But over time, efficiency gave way to impotence. Chelsea struggled against sides who adopted their model, sat back and attacked on the counter. Strikers like Drogba thrive when dealing with a defence that sits high up the pitch (that is also a weakness of Diego Costa, who will probably play the Drogba role next season). The strikers signed to deal with the problem – Andriy Shevchenko, Fernando Torres and Samuel Eto’o – were past their best, and none have been able to play the typical ‘battering ram’ role, running onto Petr Cech’s excellent long kicks.

Despite resistance from above, Mourinho has already set out to recreate that old side. The sale of Juan Mata – a talented creator, but lacking defensive work rate and speed – was a first step. Mata was a favourite of Abramovich and his departure was loaded with symbolism. Signed back from Benfica, Nemanja Matic has the physical power and talent to function as both destroyer and creator. Cesar Azpilicueta is an excellent full-back who can play on either flank. David Luiz and Tomas Kalas are seen as the long-term heirs to John Terry in defence, but both are as yet inadequate – Kalas is raw, Luiz indisciplined.

Atletico Madrid are expected to further provide players – both Felipe Luiz and Costa have been targeted for summer recruitment. Tactically, Atletico are very similar to the Chelsea of old. They thrive in a war of attrition, and their players are used to playing under pressure. Cech‘s understudy Thibaut Courtois plays there on loan, as does former Chelsea player Tiago Mendes.
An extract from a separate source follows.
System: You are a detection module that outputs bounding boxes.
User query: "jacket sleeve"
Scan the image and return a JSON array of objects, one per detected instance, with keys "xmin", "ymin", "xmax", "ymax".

The freezing out of Brazilian attacker Oscar is harder to explain, but Mourinho’s recent spat with Eden Hazard was suggestive about his methods. When Hazard complained that Chelsea weren’t ‘set up to play football’ after their Champions League exit at Atletico’s hands, Mourinho promptly lashed out at his player’s work rate, noting how Hazard was at fault for two Atletico goals. Forwards who work hard defensively are an important part of Mourinho’s core strategem. It is part of the reason Willian enjoys starter status in this side.
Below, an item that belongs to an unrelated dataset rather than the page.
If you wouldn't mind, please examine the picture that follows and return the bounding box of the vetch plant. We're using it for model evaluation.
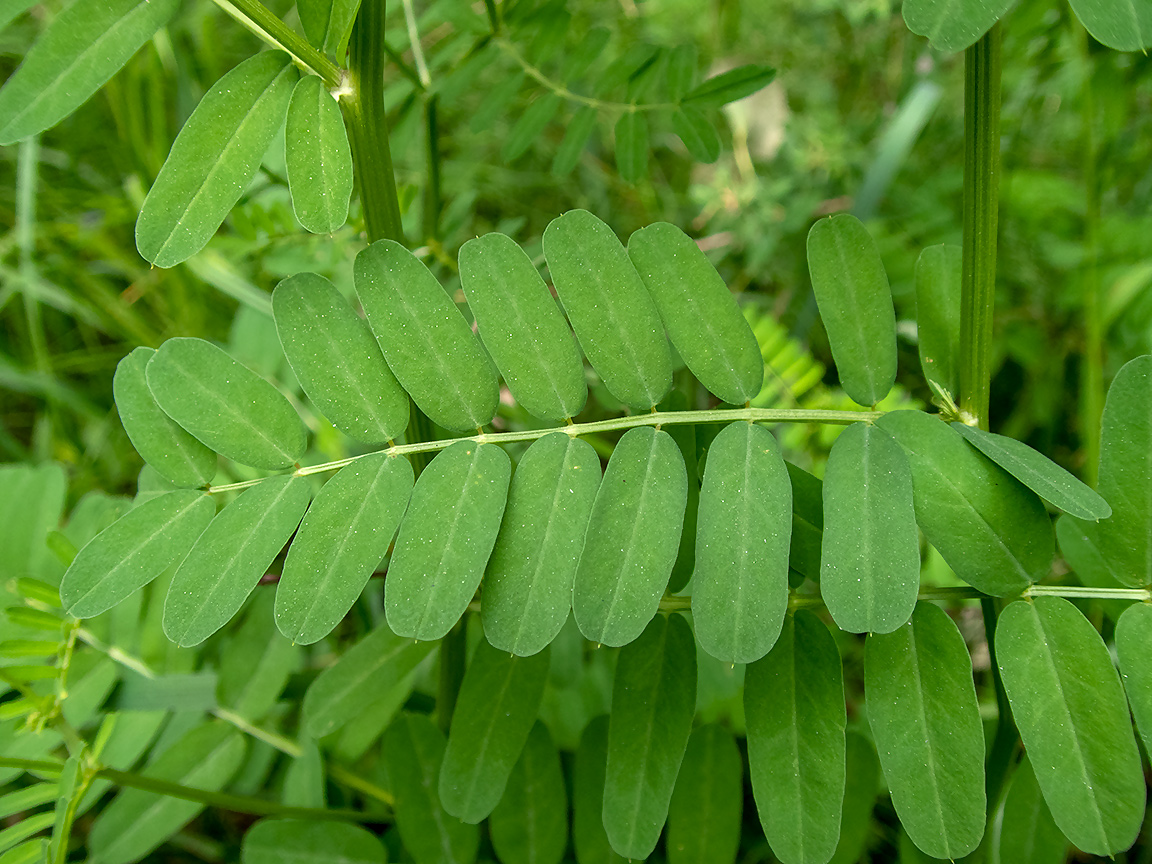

As if further evidence were needed, the recent display away at Liverpool was the cherry on the cake: even in a game he needed to win, Mourinho was focused on not losing, and content to wait for Liverpool to make mistakes rather than seizing the initiative himself. He remains a reactive rather than proactive manager, whose greatest gift is to make his words ring like war drums in his players’ ears. Unlike the three previous Chelsea managers who ended a season trophyless under Abramovich, Mourinho will probably keep his job; but he needs to deliver fast, and, above all else, properly leave his imprint on this side.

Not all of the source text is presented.